II. Widerlegung des Grundes, daß man keinen Rabbiner bezahlen könne.

a) Der verstorbene Landesrabbiner Loeb Aach hatte 280fl. festen Gehaltes nebst Accidenzien,
selbst noch mehrere Jahre nachdem die Kaulla's bereits ausgewandert waren. Nie wurde
damals diese lästige Auflage bestritten, und wie würde sie jetzt noch bestritten werden
können, wenn er noch beym Leben wäre?

b) Dispeck ist ein sehr bejahrter Mann, das Rabbinat muß also wieder besetzt werden -früher
oder später - einmal muß es ja doch geschehen!

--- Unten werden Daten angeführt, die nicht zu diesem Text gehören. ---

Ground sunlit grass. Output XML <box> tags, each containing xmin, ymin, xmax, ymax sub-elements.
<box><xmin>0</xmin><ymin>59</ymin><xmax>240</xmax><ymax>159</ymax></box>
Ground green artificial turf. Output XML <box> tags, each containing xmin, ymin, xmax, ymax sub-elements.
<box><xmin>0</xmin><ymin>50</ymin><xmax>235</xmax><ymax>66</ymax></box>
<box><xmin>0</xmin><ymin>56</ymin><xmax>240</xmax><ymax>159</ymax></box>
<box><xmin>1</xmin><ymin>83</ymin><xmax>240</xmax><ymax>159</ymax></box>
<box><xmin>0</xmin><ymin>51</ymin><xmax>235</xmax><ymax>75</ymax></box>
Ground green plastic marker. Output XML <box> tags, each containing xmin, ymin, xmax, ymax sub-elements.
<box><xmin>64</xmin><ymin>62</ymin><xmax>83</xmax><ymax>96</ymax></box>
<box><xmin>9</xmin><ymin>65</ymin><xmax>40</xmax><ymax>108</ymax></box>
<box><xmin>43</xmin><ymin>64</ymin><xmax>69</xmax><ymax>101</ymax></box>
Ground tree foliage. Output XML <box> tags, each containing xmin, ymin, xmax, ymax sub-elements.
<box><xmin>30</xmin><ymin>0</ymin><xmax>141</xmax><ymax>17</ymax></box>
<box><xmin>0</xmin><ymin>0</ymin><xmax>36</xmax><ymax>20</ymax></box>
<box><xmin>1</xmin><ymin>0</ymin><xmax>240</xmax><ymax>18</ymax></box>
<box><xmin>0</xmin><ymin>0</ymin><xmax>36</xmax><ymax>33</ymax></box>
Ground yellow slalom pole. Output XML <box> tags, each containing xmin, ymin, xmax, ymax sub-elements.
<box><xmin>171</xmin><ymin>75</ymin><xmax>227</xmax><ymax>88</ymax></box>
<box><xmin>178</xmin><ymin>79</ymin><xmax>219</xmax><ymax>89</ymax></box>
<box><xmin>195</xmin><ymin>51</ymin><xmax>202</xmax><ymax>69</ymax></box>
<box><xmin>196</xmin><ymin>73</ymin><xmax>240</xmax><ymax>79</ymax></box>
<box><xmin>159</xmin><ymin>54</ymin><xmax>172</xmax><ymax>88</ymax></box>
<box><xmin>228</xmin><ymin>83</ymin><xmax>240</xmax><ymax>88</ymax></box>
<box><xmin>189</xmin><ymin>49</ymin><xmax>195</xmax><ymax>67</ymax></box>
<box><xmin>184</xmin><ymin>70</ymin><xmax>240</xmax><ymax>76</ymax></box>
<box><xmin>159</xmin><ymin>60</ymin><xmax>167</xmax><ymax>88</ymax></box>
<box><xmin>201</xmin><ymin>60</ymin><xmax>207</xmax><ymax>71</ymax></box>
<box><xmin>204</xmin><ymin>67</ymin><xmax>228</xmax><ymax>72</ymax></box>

c) Dem Lehrer Epstein wurde 150 fl. am Gehalte abgebrochen, welche also füglich zu meinem
Gehalte geschlagen werden könnten.

d) Nach der Berechnung meines Vaters, eines Mannes, der schon 30 Jahre der Gemeinde als
Deputirter dient, ist die Last durchaus nicht so drückend, als sie vorgestellt wird. Die
Dürftigen sind frey von dieser Abgabe, und die Bemittelten hätten von 24 kr bis höchstens
6fl. zu entrichten! Wird dieser-wird jener-davon arm werden?? »Doch wir müssen jetzt die
Synagoge bauen.« Wohl wahr! Allein, ist nicht ein Fond zu diesem Baue da, und wird nicht
dadurch 100 fl. als Honorar für das Local der Volksschule erspart?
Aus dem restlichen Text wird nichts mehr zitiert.